With hundreds and thousands of games released since the dawn of the industry, there’s clearly no time to play them all. But there are some that you should play at least once. These are the Essentials.
We know SquareEnix for Final Fantasy, but the famed maker of JRPGs has had many other successes under their umbrella. My personal favourite: the second entry in the Seiken Densetsu series. Read on for my Secret of Mana SNES review…
Originally intended as a release for the Super Nintendo’s promised CD addon, it was repurposed as a cartridge game, cutting out several features including multiple endings. Translated in a mere 30 days following its original Japanese release, it finally reached Western shores.
What makes this game so special for me personally, are the progressive mechanics that differentiated it from the turn-based battles that the JRPG genre was known for. Combat is very action focused, with the player given direct control of the protagonist, and eventually two other party members. Once these party members were met through the early hours of the story, a multitap peripheral could be used to plug a third controller into the Super Nintendo console, so up to three players could control a party member each, making for a very unique co-operative experience that is mostly unheard of in the genre.
But this wasn’t just a game of hack and slashing. A gauge counts to 100% after every attack made by the player, and should the player try to attack again while that gauge is still counting, the results are a much weaker attack that barely grazes enemies. You had to know when to strike and fall back. Magic also plays a part, with various spells available after several elemental mana spirits are met. Each character could equip 8 different types of weapon, from close range swords and axes to long-range weapons such as whips, bows and throwing weapons. These weapons could be upgraded by finding hidden mana orbs and giving them to a dwarf who will forge your arsenal, increasing their potential power and also enabling devastating attacks that require charging before they are unleashed. Weapons and Magic could also be levelled up by just using them on enemies, which would increase their effectiveness.

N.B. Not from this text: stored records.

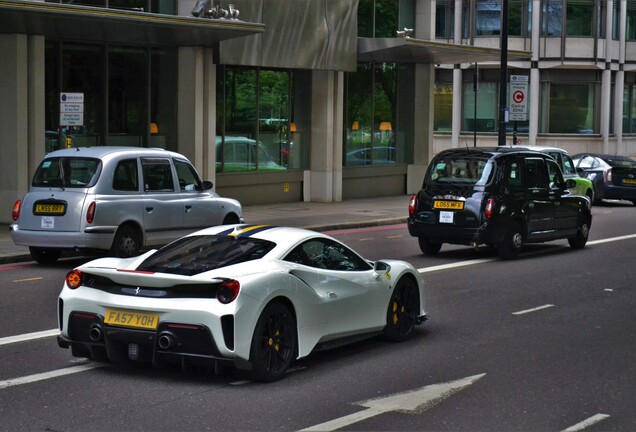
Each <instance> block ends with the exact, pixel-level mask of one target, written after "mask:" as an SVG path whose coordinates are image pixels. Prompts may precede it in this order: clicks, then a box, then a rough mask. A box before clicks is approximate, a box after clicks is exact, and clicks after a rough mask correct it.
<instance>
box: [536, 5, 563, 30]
mask: <svg viewBox="0 0 636 432" xmlns="http://www.w3.org/2000/svg"><path fill="white" fill-rule="evenodd" d="M562 33H563V0H543V2H542V5H541V35H542V36H561V34H562Z"/></svg>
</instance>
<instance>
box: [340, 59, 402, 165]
mask: <svg viewBox="0 0 636 432" xmlns="http://www.w3.org/2000/svg"><path fill="white" fill-rule="evenodd" d="M397 72H398V67H397V65H396V64H394V63H377V64H371V63H366V64H359V65H358V70H357V72H355V73H352V74H348V80H347V118H346V120H345V122H346V125H347V136H346V144H345V157H344V165H345V166H358V165H383V164H393V163H396V162H397V161H398V158H399V160H400V161H404V158H405V156H401V157H400V156H399V153H401V152H404V149H402V150H400V148H398V147H397V142H396V137H397V136H398V135H400V136H401V135H402V132H400V131H399V130H398V129H399V128H398V127H397V126H398V125H397V123H396V121H397V116H396V113H397V108H396V104H397V95H396V92H397V91H398V80H397ZM406 145H407V144H406V142H403V143H401V146H402V147H406Z"/></svg>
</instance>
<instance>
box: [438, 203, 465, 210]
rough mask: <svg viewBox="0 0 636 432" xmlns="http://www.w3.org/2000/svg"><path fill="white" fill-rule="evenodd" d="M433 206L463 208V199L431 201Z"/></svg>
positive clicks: (445, 209) (452, 208) (439, 208)
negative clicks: (460, 200)
mask: <svg viewBox="0 0 636 432" xmlns="http://www.w3.org/2000/svg"><path fill="white" fill-rule="evenodd" d="M433 208H438V209H444V210H463V209H464V201H433Z"/></svg>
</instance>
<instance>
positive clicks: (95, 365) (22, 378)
mask: <svg viewBox="0 0 636 432" xmlns="http://www.w3.org/2000/svg"><path fill="white" fill-rule="evenodd" d="M104 366H106V364H105V363H88V364H81V365H78V366H71V367H68V368H64V369H58V370H54V371H50V372H43V373H39V374H35V375H28V376H24V377H19V378H12V379H8V380H4V381H0V390H3V389H5V388H8V387H14V386H18V385H22V384H30V383H34V382H37V381H44V380H47V379H51V378H58V377H61V376H65V375H71V374H76V373H79V372H84V371H87V370H91V369H95V368H99V367H104Z"/></svg>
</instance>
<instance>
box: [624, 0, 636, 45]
mask: <svg viewBox="0 0 636 432" xmlns="http://www.w3.org/2000/svg"><path fill="white" fill-rule="evenodd" d="M625 39H627V40H628V41H633V40H636V2H634V1H628V2H627V22H626V30H625Z"/></svg>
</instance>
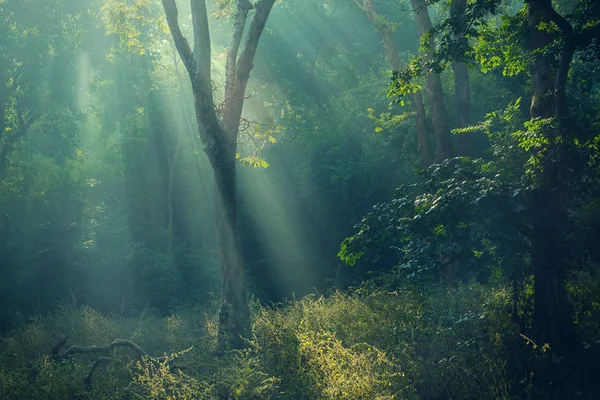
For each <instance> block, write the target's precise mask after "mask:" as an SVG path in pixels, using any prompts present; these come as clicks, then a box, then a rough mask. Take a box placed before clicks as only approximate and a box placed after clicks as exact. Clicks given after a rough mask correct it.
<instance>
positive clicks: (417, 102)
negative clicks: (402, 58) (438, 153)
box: [354, 0, 433, 168]
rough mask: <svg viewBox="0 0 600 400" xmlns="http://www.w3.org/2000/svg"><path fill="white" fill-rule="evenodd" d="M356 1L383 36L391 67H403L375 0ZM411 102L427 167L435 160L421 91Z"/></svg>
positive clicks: (422, 164) (399, 57)
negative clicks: (432, 158) (428, 130)
mask: <svg viewBox="0 0 600 400" xmlns="http://www.w3.org/2000/svg"><path fill="white" fill-rule="evenodd" d="M354 3H355V4H356V5H357V6H358V7H359V8H360V9H361V10H363V11H364V12H365V14H366V15H367V17H368V18H369V21H370V22H371V23H372V24H373V26H374V27H375V28H376V29H377V31H378V32H379V33H380V34H381V36H382V38H383V46H384V49H385V55H386V58H387V60H388V63H389V65H390V67H392V69H393V70H395V71H400V70H401V69H402V62H401V61H400V54H398V48H397V46H396V43H395V41H394V35H393V34H394V32H393V30H392V28H391V27H390V26H388V25H387V24H382V23H381V17H380V16H379V15H378V14H377V12H376V11H375V9H374V7H373V0H361V1H359V0H354ZM410 100H411V103H412V104H413V108H414V110H415V119H416V125H417V143H418V145H419V154H420V156H421V165H422V166H423V167H424V168H425V167H428V166H430V165H431V164H432V163H433V162H432V161H433V160H432V157H431V149H430V148H429V138H428V135H427V115H426V113H425V106H424V105H423V96H422V95H421V93H420V92H417V93H412V94H411V95H410Z"/></svg>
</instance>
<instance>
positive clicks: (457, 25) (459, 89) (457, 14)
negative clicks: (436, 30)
mask: <svg viewBox="0 0 600 400" xmlns="http://www.w3.org/2000/svg"><path fill="white" fill-rule="evenodd" d="M466 11H467V0H452V3H451V4H450V17H451V19H453V22H452V27H453V30H454V34H455V36H456V39H455V40H456V41H458V42H460V41H466V40H468V39H467V38H466V36H465V34H466V32H465V31H466V28H467V25H466V24H465V19H466V15H465V14H466ZM452 71H453V72H454V96H455V98H456V115H457V116H458V127H459V128H465V127H467V126H469V125H470V123H471V93H470V84H469V70H468V68H467V64H466V63H465V60H460V59H459V60H454V61H453V62H452ZM458 152H459V154H460V155H461V156H470V155H471V135H470V134H469V133H463V134H461V135H460V137H459V144H458Z"/></svg>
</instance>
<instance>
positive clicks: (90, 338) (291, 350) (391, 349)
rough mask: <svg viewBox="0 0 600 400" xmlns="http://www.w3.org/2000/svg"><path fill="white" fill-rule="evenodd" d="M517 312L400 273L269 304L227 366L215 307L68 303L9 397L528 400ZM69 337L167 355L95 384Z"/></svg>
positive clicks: (480, 294) (494, 298)
mask: <svg viewBox="0 0 600 400" xmlns="http://www.w3.org/2000/svg"><path fill="white" fill-rule="evenodd" d="M586 293H587V292H586ZM510 304H512V299H511V292H510V290H508V289H507V288H505V287H504V286H502V285H499V284H498V285H496V286H492V285H481V284H478V283H469V284H462V285H459V286H458V287H455V288H447V287H444V286H441V285H431V286H429V287H428V288H427V289H423V288H422V287H418V286H412V285H411V284H402V285H398V284H397V283H394V277H393V276H391V275H390V276H386V277H383V278H380V279H379V281H375V280H373V281H370V282H367V283H365V284H364V285H362V286H360V287H358V288H355V289H354V290H352V291H351V292H349V293H342V292H334V293H332V294H331V295H329V296H327V297H325V296H316V295H312V296H307V297H305V298H302V299H299V300H293V301H289V302H287V303H285V304H281V305H278V306H276V307H272V308H264V307H261V306H260V305H258V304H256V305H255V306H254V307H253V309H254V336H253V338H251V339H250V340H249V341H248V346H247V349H246V350H244V351H240V352H235V353H231V354H227V355H225V356H223V357H217V356H216V349H217V346H216V332H217V330H216V321H215V320H214V318H213V316H214V315H215V310H214V309H200V308H197V307H185V308H181V309H180V310H179V311H178V312H176V313H174V314H173V315H171V316H169V317H166V318H164V317H159V316H157V315H155V314H154V313H153V312H152V311H151V310H147V311H145V312H143V313H141V314H140V315H136V316H122V315H111V316H107V315H102V314H100V313H98V312H96V311H94V310H93V309H91V308H89V307H86V306H81V307H77V306H76V305H75V304H74V302H72V301H69V302H64V304H62V305H61V307H60V309H59V310H58V311H57V312H55V313H53V314H51V315H47V316H45V317H37V318H34V319H31V320H30V321H28V322H26V323H22V324H21V326H20V327H19V328H18V329H16V330H14V331H13V332H12V333H11V334H10V335H8V336H7V337H5V338H4V339H3V340H2V342H1V356H0V357H1V360H0V361H1V365H2V368H1V369H0V397H1V398H3V399H56V398H69V399H98V398H103V399H125V398H127V399H131V398H145V399H215V398H227V399H418V398H423V399H441V398H461V399H469V398H471V399H485V398H489V399H498V398H516V397H518V396H520V395H522V394H524V393H526V391H527V383H528V382H527V380H525V381H524V382H516V381H515V379H514V376H515V370H516V369H519V368H521V367H519V365H518V361H517V360H516V359H515V358H514V357H513V356H514V354H515V350H514V349H515V348H519V347H522V348H525V351H527V347H526V346H525V344H526V343H525V341H524V339H522V338H521V337H520V336H519V330H518V328H517V326H516V324H515V323H513V322H512V320H511V318H510V313H509V311H510V310H509V308H510ZM65 334H66V335H68V336H69V338H68V342H67V346H70V345H71V344H80V345H92V344H95V345H106V344H108V343H110V342H111V341H112V340H114V339H115V338H122V339H129V340H132V341H134V342H135V343H137V344H138V345H139V346H141V347H142V348H143V349H144V350H145V351H147V352H148V353H149V354H150V355H152V356H161V355H164V354H166V355H168V357H166V358H165V359H163V360H162V361H160V362H159V361H152V360H149V359H142V360H139V359H138V358H137V357H136V355H135V353H134V352H133V351H131V350H130V349H127V348H116V349H114V350H113V351H112V352H111V353H110V354H108V355H106V358H107V359H106V362H102V363H101V364H100V366H98V368H97V369H96V370H95V371H94V372H93V375H92V379H91V383H90V384H89V386H86V384H85V378H86V376H88V373H89V371H90V369H91V367H92V364H93V363H94V361H95V360H97V359H98V356H99V355H98V354H76V355H73V356H71V357H69V358H67V359H65V360H59V359H57V358H56V357H53V355H52V349H53V347H54V346H55V345H56V343H57V342H58V341H59V340H60V338H61V336H62V335H65ZM519 344H521V345H522V346H519ZM192 345H193V347H192ZM186 349H187V350H186ZM511 357H513V358H511ZM509 365H510V367H509Z"/></svg>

This is clearly a JRPG with a difference, and it astounds me that it’s true sequel, Seiken Densetsu 3 never made it over to Western Shores. It offers an absolutely sprawling quest, taking you across a whole host of exotic locales, in order to locate the mana seeds to power up your sword and of course, save the world. You’ll also meet many odd characters, including Neko the shopkeeping cat, a whole village of dwarfs and even a meeting with Santa Claus himself, who turns into a boss after being corrupted by the power of a seed.
It also contains one of the best SNES soundtracks you’ll ever hear, featuring musical instruments you’ll never heard in games before or since. It’s a beautiful mix of styles and moods that complement the game perfectly, and it’s so good you can even purchase it from the iTunes Music Store.
Secret of Mana SNES Review Conclusion
In short, this is the perfect JRPG to play if you’re fed up of the Final Fantasies and Dragon Quests of this world. Grab some friends, a multitap and some extra controllers, and you’ll have an absolute blast, I promise.